In essence, the State's case was that on 21 January 1982 approximately 8,500 bushels of wheat which was pledged by Eldor and Ida as collateral pursuant to a security agreement with Union State Bank were stored in a quonset on the Miller farm; on 6 May 1983 only 261 bushels of wheat could be located on the farm; ergo Eldor and Ida destroyed, removed, or otherwise dealt with the wheat with the intent to prevent collection of the bank's loan.
To accept this syllogism put forth by the State would be to render NDCC § 12.1-23-08 a super strict or absolute liability offense, which, with its culpability requirement, it clearly is not. Cf. State v. McDowell, 312 N.W.2d 301 (N.D.1981), cert. denied, 459 U.S. 981, 103 S. Ct. 318, 74 L. Ed. 2d 294 (1982).
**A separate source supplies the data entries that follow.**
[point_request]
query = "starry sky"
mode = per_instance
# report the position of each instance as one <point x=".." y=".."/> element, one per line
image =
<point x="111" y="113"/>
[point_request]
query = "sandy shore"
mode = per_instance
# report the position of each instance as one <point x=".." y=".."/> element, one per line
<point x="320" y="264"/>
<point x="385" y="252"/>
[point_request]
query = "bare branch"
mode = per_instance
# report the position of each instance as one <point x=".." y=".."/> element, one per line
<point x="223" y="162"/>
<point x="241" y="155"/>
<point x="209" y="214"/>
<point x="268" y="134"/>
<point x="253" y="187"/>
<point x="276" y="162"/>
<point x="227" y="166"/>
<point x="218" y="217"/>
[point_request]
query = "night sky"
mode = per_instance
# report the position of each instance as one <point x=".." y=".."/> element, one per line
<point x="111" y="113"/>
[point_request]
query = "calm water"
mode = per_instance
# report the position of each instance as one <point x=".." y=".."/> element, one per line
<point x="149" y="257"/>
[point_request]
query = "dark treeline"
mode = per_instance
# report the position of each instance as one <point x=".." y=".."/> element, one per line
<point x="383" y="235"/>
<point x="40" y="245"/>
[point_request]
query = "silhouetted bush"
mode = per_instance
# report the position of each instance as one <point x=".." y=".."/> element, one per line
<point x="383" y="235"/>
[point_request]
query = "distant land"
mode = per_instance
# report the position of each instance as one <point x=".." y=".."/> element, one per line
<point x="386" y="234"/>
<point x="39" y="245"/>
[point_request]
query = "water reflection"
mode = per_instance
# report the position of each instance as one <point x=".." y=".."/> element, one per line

Because NDCC § 12.1-23-08 is not a strict or absolute liability offense the State must prove a defendant's culpability beyond a reasonable doubt. However, in this case the evidence was insufficient to permit the jury to infer that Eldor and Ida destroyed, concealed, encumbered, transferred, or otherwise dealt with the wheat at all, let alone dealt with it with intent to defraud the Union State Bank. A jury is not justified in convicting a defendant on the basis of mere suspicion, speculation, conjecture, passion, prejudice, or sympathy. United States v. Richmond, 700 F.2d 1183 (8 Cir.1983); United States v. DuBois, 645 F.2d 642 (8 Cir.1981).
Without weighing the evidence and viewing it most favorably to the verdict we conclude the evidence was insufficient to sustain the convictions of Eldor Miller and Ida Miller. Because of this conclusion it is unnecessary to decide any of the additional contentions raised by Eldor. Accordingly, the judgments of convictions are vacated and the county court is instructed to enter judgments of acquittal in favor of Eldor Miller and Ida Miller.
ERICKSTAD, C.J., and GIERKE, PEDERSON and VANDE WALLE, JJ., concur.